Hi everyone,
New poster here, keen to get involved in some serious C programming. I'm currently working on a program to take ASCII input from a file, and count the occurrences of each individual word within that file. The program should ignore punctuation and treat whitespace as the end of a particular string. It should also convert uppercase letters to lowercase letters to avoid duplicates. All of these strings and their counts should be stored in an array, which should then be sorted and printed to a CSV file.
This is what I have so far. Bear in mind that this is a partial implementation, and the bits that work are by no means perfect:
Code:
#include <stdio.h>#include <string.h>
#include <ctype.h>
#include <stdlib.h>
#include <errno.h>
#define TRUE 1
#define FALSE 0
/* This program is designed to take an ASCII input file, count the occurrences of words in it
* and write an output file displaying the data.

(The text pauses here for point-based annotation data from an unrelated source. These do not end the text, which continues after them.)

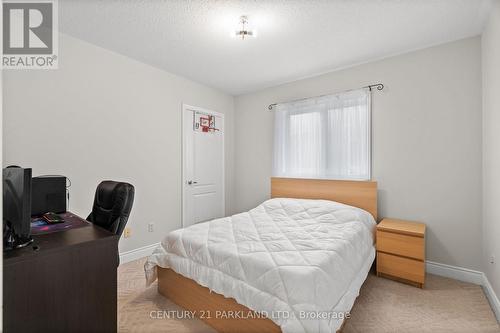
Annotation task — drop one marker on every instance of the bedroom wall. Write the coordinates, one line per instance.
(100, 116)
(491, 147)
(426, 142)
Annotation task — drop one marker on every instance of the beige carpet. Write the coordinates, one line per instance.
(444, 305)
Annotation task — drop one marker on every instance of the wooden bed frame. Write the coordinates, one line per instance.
(193, 297)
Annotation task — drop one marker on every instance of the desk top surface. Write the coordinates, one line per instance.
(45, 243)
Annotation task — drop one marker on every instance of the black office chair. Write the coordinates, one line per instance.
(112, 205)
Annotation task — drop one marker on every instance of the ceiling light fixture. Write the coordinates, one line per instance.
(244, 31)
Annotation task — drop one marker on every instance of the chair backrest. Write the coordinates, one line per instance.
(112, 205)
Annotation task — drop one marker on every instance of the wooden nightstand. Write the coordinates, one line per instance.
(401, 251)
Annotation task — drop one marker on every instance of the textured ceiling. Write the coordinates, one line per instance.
(296, 39)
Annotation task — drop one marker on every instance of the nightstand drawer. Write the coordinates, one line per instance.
(403, 245)
(404, 268)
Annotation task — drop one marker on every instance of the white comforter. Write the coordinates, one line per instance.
(287, 258)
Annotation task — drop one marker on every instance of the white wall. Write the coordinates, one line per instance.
(491, 146)
(426, 142)
(101, 116)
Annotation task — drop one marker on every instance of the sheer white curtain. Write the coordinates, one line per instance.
(325, 137)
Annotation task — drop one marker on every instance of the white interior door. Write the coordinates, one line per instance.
(203, 165)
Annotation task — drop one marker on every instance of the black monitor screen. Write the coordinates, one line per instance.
(17, 199)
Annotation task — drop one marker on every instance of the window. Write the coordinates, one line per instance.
(325, 137)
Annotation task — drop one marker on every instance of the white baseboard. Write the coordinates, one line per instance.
(492, 297)
(455, 272)
(139, 253)
(467, 275)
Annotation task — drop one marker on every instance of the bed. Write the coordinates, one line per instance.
(295, 263)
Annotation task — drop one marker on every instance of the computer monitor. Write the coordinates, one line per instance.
(16, 207)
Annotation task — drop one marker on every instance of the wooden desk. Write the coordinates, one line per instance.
(67, 285)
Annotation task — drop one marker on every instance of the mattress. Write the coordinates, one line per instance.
(300, 262)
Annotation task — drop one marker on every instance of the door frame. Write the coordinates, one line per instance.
(188, 108)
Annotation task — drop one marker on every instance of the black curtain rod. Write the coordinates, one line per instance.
(378, 86)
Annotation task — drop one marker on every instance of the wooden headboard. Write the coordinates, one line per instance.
(361, 194)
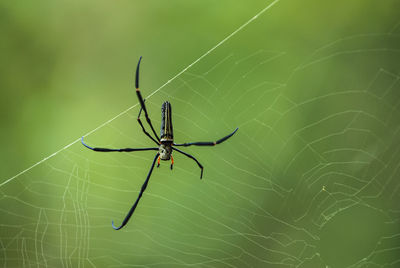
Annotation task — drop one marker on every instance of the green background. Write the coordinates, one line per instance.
(311, 179)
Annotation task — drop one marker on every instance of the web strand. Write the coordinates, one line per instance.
(151, 94)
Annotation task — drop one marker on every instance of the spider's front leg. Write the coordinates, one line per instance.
(143, 106)
(207, 143)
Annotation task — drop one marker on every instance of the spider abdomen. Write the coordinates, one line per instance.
(166, 134)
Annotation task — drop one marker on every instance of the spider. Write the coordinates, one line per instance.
(165, 143)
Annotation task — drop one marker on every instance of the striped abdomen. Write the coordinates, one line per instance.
(167, 133)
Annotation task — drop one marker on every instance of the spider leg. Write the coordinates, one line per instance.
(128, 216)
(117, 150)
(192, 157)
(208, 143)
(141, 124)
(139, 95)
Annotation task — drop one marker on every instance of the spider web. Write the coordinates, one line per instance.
(309, 180)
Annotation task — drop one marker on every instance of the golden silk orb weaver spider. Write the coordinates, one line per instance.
(165, 143)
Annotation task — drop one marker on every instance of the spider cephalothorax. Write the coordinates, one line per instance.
(165, 143)
(165, 151)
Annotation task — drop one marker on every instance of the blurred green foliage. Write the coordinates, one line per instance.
(309, 180)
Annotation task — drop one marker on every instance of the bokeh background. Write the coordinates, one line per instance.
(311, 179)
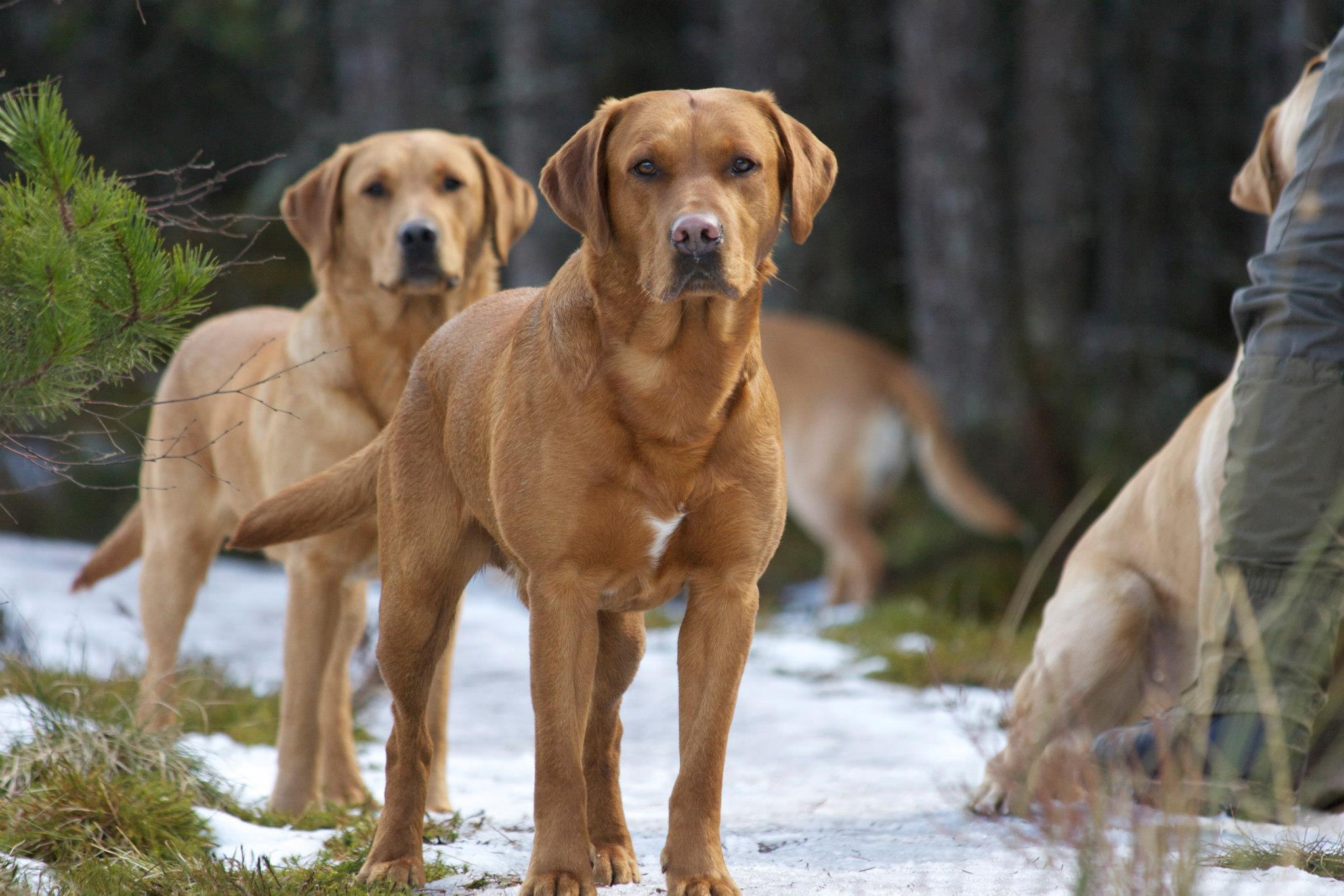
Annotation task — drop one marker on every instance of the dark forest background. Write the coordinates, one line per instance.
(1032, 197)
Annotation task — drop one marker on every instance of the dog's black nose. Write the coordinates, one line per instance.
(696, 234)
(417, 234)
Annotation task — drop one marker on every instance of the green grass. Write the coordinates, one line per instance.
(110, 810)
(206, 701)
(77, 790)
(965, 651)
(1323, 856)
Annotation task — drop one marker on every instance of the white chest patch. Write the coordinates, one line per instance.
(663, 531)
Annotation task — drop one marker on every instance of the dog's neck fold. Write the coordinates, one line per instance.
(674, 369)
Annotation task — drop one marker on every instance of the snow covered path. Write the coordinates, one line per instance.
(833, 785)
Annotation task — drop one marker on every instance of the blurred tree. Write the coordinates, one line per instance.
(1054, 159)
(88, 292)
(545, 91)
(956, 216)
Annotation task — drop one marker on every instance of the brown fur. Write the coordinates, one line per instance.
(609, 439)
(1120, 636)
(245, 448)
(854, 415)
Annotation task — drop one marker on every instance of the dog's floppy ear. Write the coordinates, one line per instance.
(808, 170)
(510, 201)
(574, 179)
(1257, 184)
(312, 206)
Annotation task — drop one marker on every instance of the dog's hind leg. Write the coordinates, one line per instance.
(620, 651)
(711, 655)
(855, 558)
(1086, 674)
(341, 779)
(311, 625)
(175, 563)
(437, 796)
(417, 614)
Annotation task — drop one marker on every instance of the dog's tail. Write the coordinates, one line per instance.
(116, 552)
(335, 497)
(941, 461)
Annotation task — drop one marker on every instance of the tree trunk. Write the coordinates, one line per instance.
(955, 218)
(545, 94)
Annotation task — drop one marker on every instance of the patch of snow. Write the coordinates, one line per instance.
(914, 642)
(237, 838)
(835, 783)
(16, 715)
(29, 874)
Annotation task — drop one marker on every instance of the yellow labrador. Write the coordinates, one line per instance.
(1120, 636)
(404, 230)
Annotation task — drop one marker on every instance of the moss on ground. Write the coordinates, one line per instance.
(110, 810)
(956, 651)
(207, 702)
(1323, 856)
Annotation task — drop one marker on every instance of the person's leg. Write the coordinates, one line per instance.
(1264, 674)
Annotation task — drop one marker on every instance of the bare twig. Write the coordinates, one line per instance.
(61, 456)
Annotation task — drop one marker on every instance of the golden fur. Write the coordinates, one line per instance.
(371, 317)
(1120, 634)
(610, 438)
(854, 417)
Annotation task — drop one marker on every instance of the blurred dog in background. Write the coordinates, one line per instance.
(854, 417)
(1120, 634)
(404, 230)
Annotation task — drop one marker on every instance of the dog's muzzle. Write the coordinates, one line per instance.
(420, 255)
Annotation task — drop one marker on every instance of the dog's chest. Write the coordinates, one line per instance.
(662, 531)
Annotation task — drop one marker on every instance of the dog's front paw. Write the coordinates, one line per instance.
(405, 872)
(702, 886)
(991, 798)
(614, 864)
(558, 883)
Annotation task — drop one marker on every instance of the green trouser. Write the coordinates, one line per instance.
(1281, 559)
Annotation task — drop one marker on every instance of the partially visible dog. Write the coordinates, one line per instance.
(1120, 636)
(609, 438)
(854, 417)
(404, 230)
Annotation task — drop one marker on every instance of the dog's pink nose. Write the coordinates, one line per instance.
(696, 234)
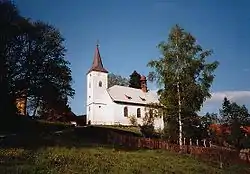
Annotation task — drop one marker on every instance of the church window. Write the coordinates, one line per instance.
(143, 99)
(151, 113)
(138, 113)
(100, 84)
(125, 110)
(128, 97)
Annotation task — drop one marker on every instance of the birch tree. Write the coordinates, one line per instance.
(184, 77)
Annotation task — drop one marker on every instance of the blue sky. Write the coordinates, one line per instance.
(129, 30)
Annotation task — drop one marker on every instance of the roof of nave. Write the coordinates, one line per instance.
(131, 95)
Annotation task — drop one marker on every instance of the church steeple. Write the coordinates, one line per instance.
(97, 62)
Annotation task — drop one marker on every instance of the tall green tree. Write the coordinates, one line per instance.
(114, 79)
(134, 80)
(234, 116)
(32, 62)
(183, 74)
(10, 20)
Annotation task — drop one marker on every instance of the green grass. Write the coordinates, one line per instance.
(56, 160)
(40, 150)
(132, 129)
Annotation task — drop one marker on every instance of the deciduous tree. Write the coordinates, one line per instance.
(234, 116)
(183, 74)
(117, 80)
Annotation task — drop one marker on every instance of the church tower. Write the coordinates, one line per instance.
(97, 84)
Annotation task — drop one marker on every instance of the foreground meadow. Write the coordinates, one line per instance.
(57, 160)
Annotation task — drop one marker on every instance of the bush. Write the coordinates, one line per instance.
(148, 131)
(133, 120)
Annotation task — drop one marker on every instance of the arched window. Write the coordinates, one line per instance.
(151, 113)
(125, 111)
(100, 83)
(138, 112)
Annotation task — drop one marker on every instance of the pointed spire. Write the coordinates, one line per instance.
(97, 62)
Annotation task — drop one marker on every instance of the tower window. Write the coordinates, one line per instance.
(151, 113)
(138, 113)
(125, 111)
(100, 84)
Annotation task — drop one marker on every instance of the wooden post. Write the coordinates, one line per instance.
(204, 142)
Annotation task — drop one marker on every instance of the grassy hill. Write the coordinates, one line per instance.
(44, 149)
(57, 160)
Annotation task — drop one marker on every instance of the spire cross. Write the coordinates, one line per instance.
(97, 43)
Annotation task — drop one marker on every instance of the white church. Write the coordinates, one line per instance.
(115, 105)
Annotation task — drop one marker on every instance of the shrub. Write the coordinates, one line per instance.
(133, 120)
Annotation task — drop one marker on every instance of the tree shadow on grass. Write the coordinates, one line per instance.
(80, 137)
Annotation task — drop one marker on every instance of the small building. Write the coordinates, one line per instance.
(115, 105)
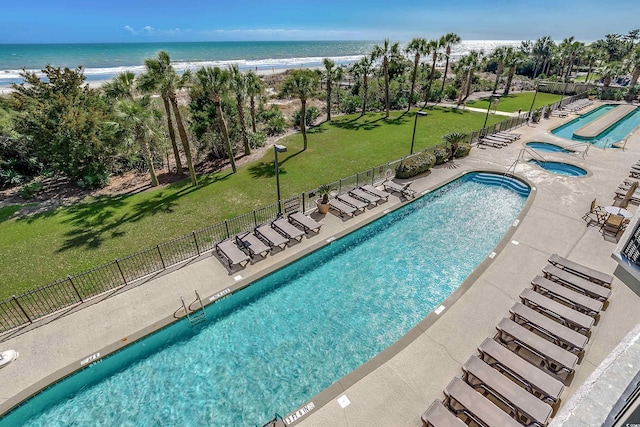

I intend for it to convert uppercase to
* lowercase, so as not to generate duplicate words in the data structure. It should also
* ignore whitespace and punctuation.
*/
void getWords(void);
void printFile(void);
void save(char *input);
struct word {
char *str;
int wc;
};
struct word *warray = NULL;
FILE *infile;
FILE *outfile;
int elements = 0;
void getWords(void)
{
char cw[100]; // Current word storage
int fullWord = FALSE;
int i = 0, j = 0, c;
while((c = fgetc(infile)) != EOF)
{
if(isalpha(c))
{
if(isupper(c))
{
cw[i] = tolower(c);
++i;
}
else
{
cw[i] = c;
++i;
}
fullWord = TRUE;
}
else
{
if(fullWord)
{
cw[i] = '\0';
i = 0;
fullWord = FALSE;
save(cw);
}
}
}
return;
}
void printFile(void)
{
int i, c;
printf("Printing the file to be counted in lowercase...\n");
for(i = 0; (c = fgetc(infile)) != EOF; i++)
{
if(ispunct(c) || isdigit(c))
{
++i;
}
else
{
putchar(tolower(c));
}
}
printf("\n");
rewind(infile);
}
void save(char *input)
{
int i = 0;
if(!warray)
{
warray = malloc(sizeof(struct word));
printf("Made array.\n");
}
else
{
printf("New\n");
for(i = 0; i < elements; i++)
{
printf("in for loop.\n");
if (strcmp(input, warray[i].str) == 0)
{
printf("exists\n");
warray[i].wc++;
}
else
{
printf("New element\n");
warray = realloc(warray, (elements+1)*sizeof(struct word));
printf("Elements = %d\n", elements);
warray[elements].str = malloc(strlen(input)+1);
strcpy(warray[elements].str,input);
warray[elements].wc = 1;
}
}
}
return;
}
int main (int argc, char *argv[])
{
if (argc < 3)
{
puts("Please supply the input filename and desired output filename as arguments.");
return 1;
}
infile = fopen(argv[1], "r");
if(infile == NULL)
{
printf("File failed to open. Error: %d\n", errno);
return 1;
}
else
{
puts("File opened successfully.");
printFile();
getWords();
}
printf("%d", elements);
return 0;
}
The problem I'm having is that my "elements" variable doesn't seem to be incrementing, so the save function also doesn't seem to actually be doing anything. I assumed that the reason for this was the following:
Code:
for(i = 0; i < elements; i++) {
printf("in for loop.\n");
if (strcmp(input, warray[i].str) == 0)
{
printf("exists\n");
warray[i].wc++;
}
else
{
printf("New element\n");
warray = realloc(warray, (elements+1)*sizeof(struct word));
printf("Elements = %d\n", elements);
warray[elements].str = malloc(strlen(input)+1);
strcpy(warray[elements].str,input);
warray[elements].wc = 1;
}
}
The "elements" variable is set globally to 0, and is supposed to be incremented within the save function. I assumed that this was causing the problem with regards to the above for loop, so I changed the initial value of elements to 1, which resulted in a segmentation fault.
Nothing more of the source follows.